I'm also freaking out because I'm worried that I may be eating too much dessert. My scale told me I gained a pound this past week (though I cheated and weighed myself way before my weigh day) and the only thing I can think of is "too much raw chocolate." But then I look at all these other raw foodists and talk to people on the RFC and they seem to eat dessert pretty much nightly. It's not like I'm gorging myself on pies and cakes and cookies...I just have my banana soft serve every night with some chocolate. So why am I freaking out?! It's a learning process...if something doesn't work one week, assess it and change it for next week until you find something that works for you. The only problem is that I'm so used to counting something (calories, points, etc.) that I don't know how to gauge how much I'm eating without them. This is how distorted our perceptions have become. We can't even tell when to eat and when to stop without the assistance of some irrelevant number given to us by god knows who! It should come naturally but we've been so acclimatized to eating based on these numbers instead of on our own hunger that we've forgotten how to. I want to learn but I'm just feeling so overwhelmed right now; it's like learning a new language in a foreign country...you have to pick it up but it's painfully hard and lonely until you do.

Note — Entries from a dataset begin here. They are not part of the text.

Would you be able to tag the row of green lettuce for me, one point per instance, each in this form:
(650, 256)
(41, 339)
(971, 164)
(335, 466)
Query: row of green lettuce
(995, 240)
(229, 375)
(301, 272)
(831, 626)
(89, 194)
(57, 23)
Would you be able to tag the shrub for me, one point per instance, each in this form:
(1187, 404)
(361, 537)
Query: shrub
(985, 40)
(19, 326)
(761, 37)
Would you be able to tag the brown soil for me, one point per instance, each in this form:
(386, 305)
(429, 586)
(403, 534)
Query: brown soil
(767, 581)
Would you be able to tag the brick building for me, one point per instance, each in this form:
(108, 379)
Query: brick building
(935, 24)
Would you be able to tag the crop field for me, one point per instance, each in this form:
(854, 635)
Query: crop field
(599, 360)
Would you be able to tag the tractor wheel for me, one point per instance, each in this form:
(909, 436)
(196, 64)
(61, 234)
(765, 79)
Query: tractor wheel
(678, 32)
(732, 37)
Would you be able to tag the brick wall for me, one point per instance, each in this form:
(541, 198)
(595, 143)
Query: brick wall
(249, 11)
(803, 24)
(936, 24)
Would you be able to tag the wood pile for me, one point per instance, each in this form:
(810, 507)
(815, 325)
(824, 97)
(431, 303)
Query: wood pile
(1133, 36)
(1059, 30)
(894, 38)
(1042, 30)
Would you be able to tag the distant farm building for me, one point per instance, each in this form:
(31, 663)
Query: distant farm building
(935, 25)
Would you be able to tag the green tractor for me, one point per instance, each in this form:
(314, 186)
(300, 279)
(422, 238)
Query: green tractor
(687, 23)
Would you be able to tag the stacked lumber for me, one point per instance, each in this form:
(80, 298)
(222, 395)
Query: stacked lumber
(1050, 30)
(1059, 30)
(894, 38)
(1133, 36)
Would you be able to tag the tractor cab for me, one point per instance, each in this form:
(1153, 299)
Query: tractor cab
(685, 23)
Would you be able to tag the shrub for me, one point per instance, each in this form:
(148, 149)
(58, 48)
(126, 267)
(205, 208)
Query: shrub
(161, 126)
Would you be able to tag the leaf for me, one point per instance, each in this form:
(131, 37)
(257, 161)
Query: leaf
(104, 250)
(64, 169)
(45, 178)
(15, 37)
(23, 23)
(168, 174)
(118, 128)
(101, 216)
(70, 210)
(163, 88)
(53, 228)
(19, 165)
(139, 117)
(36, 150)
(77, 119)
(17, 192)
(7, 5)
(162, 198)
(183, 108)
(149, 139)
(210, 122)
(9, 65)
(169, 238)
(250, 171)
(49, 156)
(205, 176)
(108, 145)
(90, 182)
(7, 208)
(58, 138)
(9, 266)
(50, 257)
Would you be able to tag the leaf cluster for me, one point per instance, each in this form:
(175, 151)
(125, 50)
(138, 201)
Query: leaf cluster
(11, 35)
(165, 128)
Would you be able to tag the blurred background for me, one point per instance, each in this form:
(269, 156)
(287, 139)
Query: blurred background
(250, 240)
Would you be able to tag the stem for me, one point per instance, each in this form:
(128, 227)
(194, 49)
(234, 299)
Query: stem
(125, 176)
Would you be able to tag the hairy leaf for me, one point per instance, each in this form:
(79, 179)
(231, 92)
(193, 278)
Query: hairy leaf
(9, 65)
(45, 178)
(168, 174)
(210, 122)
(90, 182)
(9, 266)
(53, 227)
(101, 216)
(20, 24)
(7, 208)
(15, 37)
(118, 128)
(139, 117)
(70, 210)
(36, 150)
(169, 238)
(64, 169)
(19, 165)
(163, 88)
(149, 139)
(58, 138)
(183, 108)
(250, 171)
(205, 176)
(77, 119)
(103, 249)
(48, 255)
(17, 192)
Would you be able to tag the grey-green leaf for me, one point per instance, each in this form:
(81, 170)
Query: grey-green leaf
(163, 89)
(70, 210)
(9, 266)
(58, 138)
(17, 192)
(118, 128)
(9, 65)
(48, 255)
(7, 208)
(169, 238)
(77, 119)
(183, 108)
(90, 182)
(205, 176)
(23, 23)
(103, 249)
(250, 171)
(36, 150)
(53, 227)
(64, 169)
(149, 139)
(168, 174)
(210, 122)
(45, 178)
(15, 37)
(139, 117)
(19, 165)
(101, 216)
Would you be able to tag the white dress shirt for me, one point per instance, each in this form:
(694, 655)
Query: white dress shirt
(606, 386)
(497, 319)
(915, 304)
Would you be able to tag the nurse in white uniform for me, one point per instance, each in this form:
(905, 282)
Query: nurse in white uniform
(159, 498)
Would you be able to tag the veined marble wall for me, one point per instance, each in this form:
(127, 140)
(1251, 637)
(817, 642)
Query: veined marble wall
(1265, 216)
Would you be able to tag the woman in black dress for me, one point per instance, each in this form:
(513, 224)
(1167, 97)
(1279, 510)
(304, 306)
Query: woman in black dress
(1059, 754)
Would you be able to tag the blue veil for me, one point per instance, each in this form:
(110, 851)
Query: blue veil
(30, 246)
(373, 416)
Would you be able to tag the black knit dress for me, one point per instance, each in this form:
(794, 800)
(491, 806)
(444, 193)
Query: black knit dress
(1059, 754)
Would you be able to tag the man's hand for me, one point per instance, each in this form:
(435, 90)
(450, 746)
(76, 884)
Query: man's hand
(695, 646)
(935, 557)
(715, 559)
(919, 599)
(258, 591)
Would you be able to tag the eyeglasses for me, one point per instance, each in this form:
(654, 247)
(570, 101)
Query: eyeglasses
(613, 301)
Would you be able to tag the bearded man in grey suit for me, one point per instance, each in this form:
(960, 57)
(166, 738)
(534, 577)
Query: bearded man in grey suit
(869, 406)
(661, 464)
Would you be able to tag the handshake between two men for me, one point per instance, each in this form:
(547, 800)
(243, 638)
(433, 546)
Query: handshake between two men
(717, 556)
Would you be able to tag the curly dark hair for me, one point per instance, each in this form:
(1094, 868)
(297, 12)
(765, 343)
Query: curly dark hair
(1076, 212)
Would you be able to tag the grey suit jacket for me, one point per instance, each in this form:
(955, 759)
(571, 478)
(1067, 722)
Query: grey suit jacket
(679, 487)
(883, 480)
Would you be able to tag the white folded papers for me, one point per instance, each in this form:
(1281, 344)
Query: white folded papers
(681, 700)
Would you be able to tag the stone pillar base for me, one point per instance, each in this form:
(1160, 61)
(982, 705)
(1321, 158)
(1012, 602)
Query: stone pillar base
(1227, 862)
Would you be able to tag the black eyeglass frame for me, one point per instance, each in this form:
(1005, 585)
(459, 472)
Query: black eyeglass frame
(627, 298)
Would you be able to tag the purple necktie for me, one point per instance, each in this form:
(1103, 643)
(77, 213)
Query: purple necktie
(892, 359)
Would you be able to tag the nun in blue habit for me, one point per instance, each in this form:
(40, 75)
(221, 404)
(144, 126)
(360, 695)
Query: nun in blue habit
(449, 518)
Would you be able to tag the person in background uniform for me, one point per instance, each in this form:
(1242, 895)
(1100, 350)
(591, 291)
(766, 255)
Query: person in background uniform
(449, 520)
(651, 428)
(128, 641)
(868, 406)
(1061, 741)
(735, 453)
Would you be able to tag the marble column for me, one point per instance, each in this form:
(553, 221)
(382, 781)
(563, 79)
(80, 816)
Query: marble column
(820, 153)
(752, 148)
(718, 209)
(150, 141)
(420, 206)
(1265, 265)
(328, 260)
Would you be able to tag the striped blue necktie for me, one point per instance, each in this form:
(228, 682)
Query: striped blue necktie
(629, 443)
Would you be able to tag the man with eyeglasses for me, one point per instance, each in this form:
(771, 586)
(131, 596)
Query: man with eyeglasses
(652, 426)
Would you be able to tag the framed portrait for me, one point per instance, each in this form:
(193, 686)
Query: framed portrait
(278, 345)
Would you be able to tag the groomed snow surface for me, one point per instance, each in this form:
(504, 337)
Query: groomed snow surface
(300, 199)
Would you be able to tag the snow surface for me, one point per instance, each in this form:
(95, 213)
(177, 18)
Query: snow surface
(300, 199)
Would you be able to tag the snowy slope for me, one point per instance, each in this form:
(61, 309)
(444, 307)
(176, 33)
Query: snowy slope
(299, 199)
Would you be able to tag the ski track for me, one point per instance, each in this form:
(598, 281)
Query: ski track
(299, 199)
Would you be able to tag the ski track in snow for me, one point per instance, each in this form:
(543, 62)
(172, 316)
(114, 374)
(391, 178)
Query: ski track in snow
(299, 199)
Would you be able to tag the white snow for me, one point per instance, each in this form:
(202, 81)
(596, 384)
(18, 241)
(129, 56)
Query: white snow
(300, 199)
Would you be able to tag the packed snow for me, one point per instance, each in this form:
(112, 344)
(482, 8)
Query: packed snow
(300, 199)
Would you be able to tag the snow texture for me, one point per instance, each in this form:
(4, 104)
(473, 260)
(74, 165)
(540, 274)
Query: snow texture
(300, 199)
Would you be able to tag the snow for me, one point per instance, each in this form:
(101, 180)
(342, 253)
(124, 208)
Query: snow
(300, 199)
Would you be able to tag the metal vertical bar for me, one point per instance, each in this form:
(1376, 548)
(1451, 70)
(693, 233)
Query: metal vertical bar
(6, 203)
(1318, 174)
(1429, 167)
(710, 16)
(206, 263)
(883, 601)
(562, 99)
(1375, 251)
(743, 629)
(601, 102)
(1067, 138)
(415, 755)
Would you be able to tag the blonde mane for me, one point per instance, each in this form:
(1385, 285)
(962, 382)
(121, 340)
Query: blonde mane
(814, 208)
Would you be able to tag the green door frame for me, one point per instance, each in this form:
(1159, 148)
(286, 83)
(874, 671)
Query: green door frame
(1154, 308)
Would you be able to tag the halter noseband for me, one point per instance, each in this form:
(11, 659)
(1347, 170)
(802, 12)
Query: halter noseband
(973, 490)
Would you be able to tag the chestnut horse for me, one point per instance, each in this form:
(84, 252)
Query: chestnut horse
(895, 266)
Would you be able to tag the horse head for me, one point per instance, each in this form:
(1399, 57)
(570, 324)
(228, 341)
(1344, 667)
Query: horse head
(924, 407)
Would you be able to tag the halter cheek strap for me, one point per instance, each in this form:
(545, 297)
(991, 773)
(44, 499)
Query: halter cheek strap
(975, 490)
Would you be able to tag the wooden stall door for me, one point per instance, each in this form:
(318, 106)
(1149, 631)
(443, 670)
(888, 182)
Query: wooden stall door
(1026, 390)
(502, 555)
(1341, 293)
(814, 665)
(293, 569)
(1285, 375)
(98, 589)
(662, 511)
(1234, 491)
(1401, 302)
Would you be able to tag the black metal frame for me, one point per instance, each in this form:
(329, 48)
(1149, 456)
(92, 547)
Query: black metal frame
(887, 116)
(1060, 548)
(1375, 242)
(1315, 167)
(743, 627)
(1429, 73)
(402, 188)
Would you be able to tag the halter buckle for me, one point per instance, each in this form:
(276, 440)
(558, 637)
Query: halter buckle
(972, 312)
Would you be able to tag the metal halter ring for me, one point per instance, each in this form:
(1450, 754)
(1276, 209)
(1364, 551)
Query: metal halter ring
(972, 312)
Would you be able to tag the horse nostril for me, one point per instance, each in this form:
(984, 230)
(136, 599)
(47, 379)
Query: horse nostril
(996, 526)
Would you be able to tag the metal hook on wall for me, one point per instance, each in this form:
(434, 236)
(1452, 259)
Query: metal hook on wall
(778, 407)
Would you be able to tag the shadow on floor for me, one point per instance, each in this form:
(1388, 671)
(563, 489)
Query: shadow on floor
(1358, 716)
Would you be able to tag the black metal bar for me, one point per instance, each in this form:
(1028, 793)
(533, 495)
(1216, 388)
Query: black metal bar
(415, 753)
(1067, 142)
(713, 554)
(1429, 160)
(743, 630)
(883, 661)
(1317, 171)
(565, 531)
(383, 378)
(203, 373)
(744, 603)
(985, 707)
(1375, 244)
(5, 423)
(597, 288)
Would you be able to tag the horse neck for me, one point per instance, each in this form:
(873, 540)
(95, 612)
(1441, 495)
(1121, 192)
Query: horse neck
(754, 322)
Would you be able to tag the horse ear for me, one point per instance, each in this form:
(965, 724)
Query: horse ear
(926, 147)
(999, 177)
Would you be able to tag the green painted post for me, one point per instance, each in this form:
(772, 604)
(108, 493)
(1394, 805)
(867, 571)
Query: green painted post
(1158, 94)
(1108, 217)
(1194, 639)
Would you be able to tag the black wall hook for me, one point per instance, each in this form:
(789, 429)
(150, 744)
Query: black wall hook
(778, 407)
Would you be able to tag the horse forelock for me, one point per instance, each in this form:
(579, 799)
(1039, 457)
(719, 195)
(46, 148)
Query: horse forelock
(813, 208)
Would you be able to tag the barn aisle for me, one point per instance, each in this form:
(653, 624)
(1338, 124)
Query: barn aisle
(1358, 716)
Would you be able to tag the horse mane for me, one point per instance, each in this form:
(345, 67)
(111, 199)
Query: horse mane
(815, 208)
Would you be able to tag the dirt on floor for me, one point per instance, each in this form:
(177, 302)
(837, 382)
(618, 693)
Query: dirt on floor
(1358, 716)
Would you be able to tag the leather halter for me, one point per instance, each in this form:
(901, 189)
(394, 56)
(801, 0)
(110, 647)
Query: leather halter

Okay, well in other news: I actually worked out yesterday. Instead of sitting on the couch yesterday while watching two hours of So You Think You Can Dance (yes, I'm addicted), I got on the floor and did some weight training for my arms and upper abs, as well as some resistance training for my lower abs. Now ironically, out of all the groups that I worked, not one of them hurts more than my thighs...which I barely worked on! And I thought my legs were in pretty good shape given the giant hill I have to walk up to get home everyday from work. I guess not =\
And completely irrelevant to food: my dentist is worried about my teeth (I went yesterday)...not because of cavities or anything like that (which I do have) but she says that I ground them so much that they're shorter than a lot of 60 year-olds' she's seen. She says that if I keep going, my teeth will be half the length they are now in eight short years! I don't want to lose my teeth! I should have seen this coming though...my dad lost his teeth when he was young, too. Though he didn't have the benefit of a night guard when he was my age. The dentist says that should help tremendously with the headaches, cavities, lock jaw and help me keep my teeth a lot longer.